Two Compressed Springs -> Unstable Equilibrium

[brentd49]

I will make a crude visualization of this system:

|-------------O--------------|
<-----a------><------a------>

Identical springs: k1=k2=k
Natural Length: l > a

The problem is to prove that the system is unstable.

Obviously, a slight movement directed off the horizontal axis will cause the springs to unstretch to a natural position vertically above or below the current position. The setup is arranged on a frictionless horizontal table.
I know that the second derivative of the potential energy will tell me about the stability, so I am trying to write down the potential energy. My problem is how to write down the 'x' for the two springs, i.e.
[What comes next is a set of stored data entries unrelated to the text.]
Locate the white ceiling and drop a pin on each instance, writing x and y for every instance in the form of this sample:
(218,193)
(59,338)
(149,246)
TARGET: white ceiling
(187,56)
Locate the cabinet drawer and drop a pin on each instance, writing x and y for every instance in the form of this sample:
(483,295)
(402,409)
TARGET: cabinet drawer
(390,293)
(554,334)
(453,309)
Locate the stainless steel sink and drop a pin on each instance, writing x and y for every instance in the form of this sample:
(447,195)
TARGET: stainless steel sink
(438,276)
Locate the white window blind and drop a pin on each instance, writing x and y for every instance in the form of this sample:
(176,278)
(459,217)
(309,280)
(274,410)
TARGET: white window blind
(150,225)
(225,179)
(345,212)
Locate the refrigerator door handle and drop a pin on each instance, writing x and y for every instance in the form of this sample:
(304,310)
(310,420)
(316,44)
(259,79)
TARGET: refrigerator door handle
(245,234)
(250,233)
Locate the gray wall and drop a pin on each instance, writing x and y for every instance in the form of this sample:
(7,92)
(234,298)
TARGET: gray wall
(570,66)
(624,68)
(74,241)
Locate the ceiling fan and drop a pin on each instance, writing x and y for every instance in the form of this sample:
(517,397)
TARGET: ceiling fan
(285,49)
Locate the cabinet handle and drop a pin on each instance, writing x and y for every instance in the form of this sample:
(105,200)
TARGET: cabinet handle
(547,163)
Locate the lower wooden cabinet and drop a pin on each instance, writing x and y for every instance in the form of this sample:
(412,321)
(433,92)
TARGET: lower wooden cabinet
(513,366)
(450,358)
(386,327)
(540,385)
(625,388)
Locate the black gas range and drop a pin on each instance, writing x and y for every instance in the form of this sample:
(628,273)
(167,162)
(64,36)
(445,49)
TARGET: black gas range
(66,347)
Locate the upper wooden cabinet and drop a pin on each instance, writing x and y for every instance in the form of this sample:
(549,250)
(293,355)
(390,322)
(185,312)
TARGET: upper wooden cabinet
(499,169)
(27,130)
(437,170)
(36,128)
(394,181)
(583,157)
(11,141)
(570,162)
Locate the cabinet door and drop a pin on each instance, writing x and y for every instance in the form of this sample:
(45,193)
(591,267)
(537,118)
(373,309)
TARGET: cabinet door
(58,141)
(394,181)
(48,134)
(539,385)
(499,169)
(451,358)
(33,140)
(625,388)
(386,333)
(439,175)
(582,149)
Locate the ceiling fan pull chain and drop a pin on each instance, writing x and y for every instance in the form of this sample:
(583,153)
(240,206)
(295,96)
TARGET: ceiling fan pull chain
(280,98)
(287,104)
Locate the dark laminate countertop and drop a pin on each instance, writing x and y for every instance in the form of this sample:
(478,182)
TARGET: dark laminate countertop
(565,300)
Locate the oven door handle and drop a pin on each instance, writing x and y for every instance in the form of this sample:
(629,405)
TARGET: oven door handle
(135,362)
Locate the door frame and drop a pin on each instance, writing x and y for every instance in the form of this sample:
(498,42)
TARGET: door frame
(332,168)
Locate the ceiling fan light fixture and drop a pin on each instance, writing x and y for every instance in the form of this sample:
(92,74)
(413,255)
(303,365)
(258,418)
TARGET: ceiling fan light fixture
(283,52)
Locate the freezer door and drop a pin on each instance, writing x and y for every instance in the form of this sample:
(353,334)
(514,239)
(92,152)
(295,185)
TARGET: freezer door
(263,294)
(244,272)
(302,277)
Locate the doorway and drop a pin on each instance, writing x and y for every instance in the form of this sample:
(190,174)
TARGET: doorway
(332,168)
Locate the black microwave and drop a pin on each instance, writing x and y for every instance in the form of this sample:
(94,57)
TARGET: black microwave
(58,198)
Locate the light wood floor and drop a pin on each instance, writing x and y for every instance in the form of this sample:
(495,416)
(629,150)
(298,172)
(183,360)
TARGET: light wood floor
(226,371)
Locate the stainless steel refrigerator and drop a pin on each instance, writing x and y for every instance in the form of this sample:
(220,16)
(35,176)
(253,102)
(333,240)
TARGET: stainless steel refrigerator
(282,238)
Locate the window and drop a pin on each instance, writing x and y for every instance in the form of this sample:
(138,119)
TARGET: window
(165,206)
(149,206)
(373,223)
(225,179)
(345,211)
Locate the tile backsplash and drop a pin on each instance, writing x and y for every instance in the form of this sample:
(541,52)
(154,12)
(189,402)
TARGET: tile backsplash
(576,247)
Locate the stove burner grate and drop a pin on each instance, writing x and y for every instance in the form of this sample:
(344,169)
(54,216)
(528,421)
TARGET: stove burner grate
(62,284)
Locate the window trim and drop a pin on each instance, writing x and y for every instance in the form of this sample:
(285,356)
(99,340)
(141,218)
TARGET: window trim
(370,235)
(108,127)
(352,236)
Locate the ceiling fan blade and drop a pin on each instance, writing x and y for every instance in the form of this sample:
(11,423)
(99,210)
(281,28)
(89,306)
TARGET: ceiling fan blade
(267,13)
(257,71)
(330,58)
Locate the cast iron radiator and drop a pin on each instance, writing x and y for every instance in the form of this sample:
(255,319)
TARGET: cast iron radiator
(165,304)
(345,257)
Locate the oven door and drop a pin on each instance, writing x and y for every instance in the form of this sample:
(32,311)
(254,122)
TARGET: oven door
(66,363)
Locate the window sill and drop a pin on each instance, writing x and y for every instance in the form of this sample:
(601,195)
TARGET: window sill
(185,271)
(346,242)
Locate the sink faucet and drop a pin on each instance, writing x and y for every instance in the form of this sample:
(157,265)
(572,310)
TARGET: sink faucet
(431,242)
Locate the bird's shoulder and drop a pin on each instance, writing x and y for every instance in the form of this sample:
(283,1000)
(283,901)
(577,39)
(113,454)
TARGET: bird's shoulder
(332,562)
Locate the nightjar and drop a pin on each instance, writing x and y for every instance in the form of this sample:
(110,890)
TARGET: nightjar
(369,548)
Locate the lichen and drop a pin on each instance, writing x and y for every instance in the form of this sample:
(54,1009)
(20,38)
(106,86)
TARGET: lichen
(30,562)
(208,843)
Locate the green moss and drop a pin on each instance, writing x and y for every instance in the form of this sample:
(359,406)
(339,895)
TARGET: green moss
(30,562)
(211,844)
$$U(x) = \frac{1}{2} k x^2_1 + \frac{1}{2} k x^2_2 , x_1=x_2$$
$$U(x) = k x^2$$

I suppose it is just a geometry question, but I'm not sure to find that compressed length $$x$$.

 

[brentd49]

^bump
.......

 

[NateTG]

Let's say that the 'midpoint' is displaced upwards by some distance $d$. Can you calculate the length the springs would have then?

 

[brentd49]

so, if I take my orgin at the far left, with $$l_o$$ the natural length.

$$x = l_f - l_o$$
$$x = \sqrt{a^2 + d^2} - l_o$$

so, now I need to replace d, right?

$$d = \sqrt{(l_o + x)^2 - a^2}$$

but that can't be right, because I would have $$x = x(x)$$. I must be missing something.

 

[brentd49]

anyone.............

 

[Astronuc]

Presumably if the net force is greater than zero, in either up or down then the system is unstable.

What is the net force if O is displaced upward by d?

If the springs were constrained in the horizontal, then one could establish an equation for SHM with one spring a+x(t) and the other a-x(t).